Here I am not deviant from the norm. In Bourne, we know there is no norm. But also in fact, for Bourne, I’m pretty normal. There’s no need to fight to mainstream me at school because I am the mainstream, and school is set up to accommodate my needs. Well, some of my needs. Bourne High is equipped to keep students like me alive. But alive is not the same as educated. Let’s just say I’ve read ahead. Nora says keeping up with me intellectually would be a challenge for any high school, most colleges, lots of postdocs, so no one is to blame for Bourne High’s insufficient intellectual rigor. I wouldn’t believe her (as far as proof you’re a genius goes, “My mom thinks so” isn’t especially convincing) except that it’s a rare thing for which Nora doesn’t think someone’s to blame. Sometimes I go in anyway. Mostly I homeschool myself.
But not at home. I can’t be home alone all day. So mostly I homeschool myself at Nora’s work, a mix of independent studies and online courses, theories I research, ideas I wonder about, rabbit holes I wander down. You’d be surprised how many experts are willing to answer strangers’ questions. You’d be surprised how much valuable information the internet has, too, in addition to all the lies and yelling and stuff for sale.
Nora works four jobs—to make ends meet, though her ends are many more than just food on table, roof over heads. Her main job is therapist, an important job in any town and in this one more than most, in the first place because she’s the only one and in the second because everyone here has survived what happened here. She’s on a team of two, the other being Pastor Jeff. One of the cruelest ironies of Bourne—a town which is full of them—is that we have greater body-care, mind-care, and soul-care needs than most places, but therefore we can only afford to hire two people to meet them all. No matter what you believe and no matter what condition you have, Pastor Jeff is your only option—for hope, for healing, for a higher power or, failing that, a treatment plan to mitigate all your earthly suffering—so Pastor Jeff does for everyone, believers in all gods and even those of us who have been forsaken by every single one of them. And if you still feel depressed or anxious afterward—and who wouldn’t?—then you come to see my mother.

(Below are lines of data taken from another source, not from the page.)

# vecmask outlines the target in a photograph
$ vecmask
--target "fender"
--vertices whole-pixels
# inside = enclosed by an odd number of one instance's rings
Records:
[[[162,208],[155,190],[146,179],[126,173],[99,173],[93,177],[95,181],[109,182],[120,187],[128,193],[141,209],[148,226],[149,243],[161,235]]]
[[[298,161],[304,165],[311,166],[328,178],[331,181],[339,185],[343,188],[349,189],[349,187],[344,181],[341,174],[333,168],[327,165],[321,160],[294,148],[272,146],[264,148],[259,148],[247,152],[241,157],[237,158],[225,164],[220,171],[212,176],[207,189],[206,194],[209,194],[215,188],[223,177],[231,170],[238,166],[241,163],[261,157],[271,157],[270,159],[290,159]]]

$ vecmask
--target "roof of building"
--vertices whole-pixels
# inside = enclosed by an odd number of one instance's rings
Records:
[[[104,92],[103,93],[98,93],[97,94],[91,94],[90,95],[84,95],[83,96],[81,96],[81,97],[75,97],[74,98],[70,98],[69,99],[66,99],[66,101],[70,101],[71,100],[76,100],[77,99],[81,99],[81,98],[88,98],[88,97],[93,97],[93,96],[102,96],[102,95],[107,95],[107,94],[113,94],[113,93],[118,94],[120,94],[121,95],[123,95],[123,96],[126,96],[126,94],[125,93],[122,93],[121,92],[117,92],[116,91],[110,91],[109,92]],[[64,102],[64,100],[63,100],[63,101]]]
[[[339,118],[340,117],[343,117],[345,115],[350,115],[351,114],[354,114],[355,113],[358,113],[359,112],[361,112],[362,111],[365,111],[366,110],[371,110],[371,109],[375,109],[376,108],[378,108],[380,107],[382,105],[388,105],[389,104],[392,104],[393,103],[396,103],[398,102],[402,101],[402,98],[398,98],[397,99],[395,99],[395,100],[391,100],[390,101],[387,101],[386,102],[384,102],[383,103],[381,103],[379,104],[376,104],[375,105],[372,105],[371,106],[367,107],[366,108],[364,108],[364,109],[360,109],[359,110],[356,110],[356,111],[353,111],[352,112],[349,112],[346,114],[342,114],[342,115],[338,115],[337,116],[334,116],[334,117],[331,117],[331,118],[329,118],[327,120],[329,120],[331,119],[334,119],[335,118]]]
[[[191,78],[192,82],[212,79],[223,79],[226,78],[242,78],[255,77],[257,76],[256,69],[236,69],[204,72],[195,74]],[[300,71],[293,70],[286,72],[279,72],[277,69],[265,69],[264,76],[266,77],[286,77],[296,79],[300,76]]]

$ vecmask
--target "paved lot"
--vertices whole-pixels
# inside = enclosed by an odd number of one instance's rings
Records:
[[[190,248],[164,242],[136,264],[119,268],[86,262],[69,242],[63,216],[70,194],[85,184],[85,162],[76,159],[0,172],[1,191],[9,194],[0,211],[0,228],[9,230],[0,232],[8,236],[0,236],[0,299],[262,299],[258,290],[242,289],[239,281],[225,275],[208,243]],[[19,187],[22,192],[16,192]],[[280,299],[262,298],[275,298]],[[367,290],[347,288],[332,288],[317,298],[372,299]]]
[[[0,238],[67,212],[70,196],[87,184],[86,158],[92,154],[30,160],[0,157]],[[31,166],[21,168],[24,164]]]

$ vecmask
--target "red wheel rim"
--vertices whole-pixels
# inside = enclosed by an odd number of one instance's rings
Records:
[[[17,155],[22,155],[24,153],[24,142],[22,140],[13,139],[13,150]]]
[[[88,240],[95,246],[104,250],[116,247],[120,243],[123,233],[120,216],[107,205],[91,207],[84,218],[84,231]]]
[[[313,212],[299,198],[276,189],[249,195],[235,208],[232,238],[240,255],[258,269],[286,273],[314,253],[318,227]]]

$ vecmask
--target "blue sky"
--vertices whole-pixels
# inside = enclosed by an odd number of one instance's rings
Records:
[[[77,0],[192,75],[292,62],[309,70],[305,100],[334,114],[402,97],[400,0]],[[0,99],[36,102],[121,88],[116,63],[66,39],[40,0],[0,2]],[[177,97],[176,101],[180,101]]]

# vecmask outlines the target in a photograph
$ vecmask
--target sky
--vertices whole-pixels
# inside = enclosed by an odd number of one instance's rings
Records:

They share the medical clinic, which is really just a little house. Her office used to be a bedroom—there are ages and pencil marks charting a long-gone child’s growth along the doorframe—but now holds a nubby orange sofa across from a desk piled impossibly with paperwork, patient files, books, forms, and a decade-old computer. There are pens lying lame everywhere because she picks them up, finds them inkless, and puts them down again instead of throwing them away.
Today is a bad day for me, so I’m not just at work with her but parked in the corner of her tiny office, researching solar wind and helioseismology for the online astrophysics course I’m taking this semester. “Ooooo,” I whisper. Nora. It sounds like the wind. The regular kind. Even on a good day, I can only manage simple syllables, and since Mama, Mab, and Monday alliterate, I call our mother by her first name. Even when I can only say the middle bit, she understands.
Chris Wohl peeks his head around the door. Nora waves him in. He sits in the middle of the orange sofa and makes himself small.
“Hi, Chris, it’s good to see you,” Nora begins, and when that gets no response, “As you can see, Mirabel’s come in with me today. If you feel more comfortable, she’s happy to sit in the waiting room.”
Most of the time most of her patients say yes, please, they would prefer me to sit in the waiting room. I used to take offense, like they thought I couldn’t be trusted. Then I realized it was a great compliment. In other places, kids who can’t walk or talk or always hold their own heads up are imagined to be stupid, imagined to have minds that don’t work either, imagined to be something less than human. People think of them like dogs, and half the fun of dogs is you can tell them anything. People think of them like furniture, and who censors themselves in front of their sofa? So Bourners’ unwillingness to spill their guts in front of me is actually high praise.
But Chris raises his eyes from the floor and gives me a tiny smile that seems like it might be his first all week. “I don’t mind if you stay, Mirabel.” He shakes his head, wispy hair flying away in spots, matted down in others. “You’re a good listener. Maybe you’ll be a therapist like your mom when you grow up.”
He’s just making conversation, but there’s no way I’m going to be a therapist when I grow up. I’ve already sat in on—or waited outside of—more therapy appointments than any sixteen-year-old should.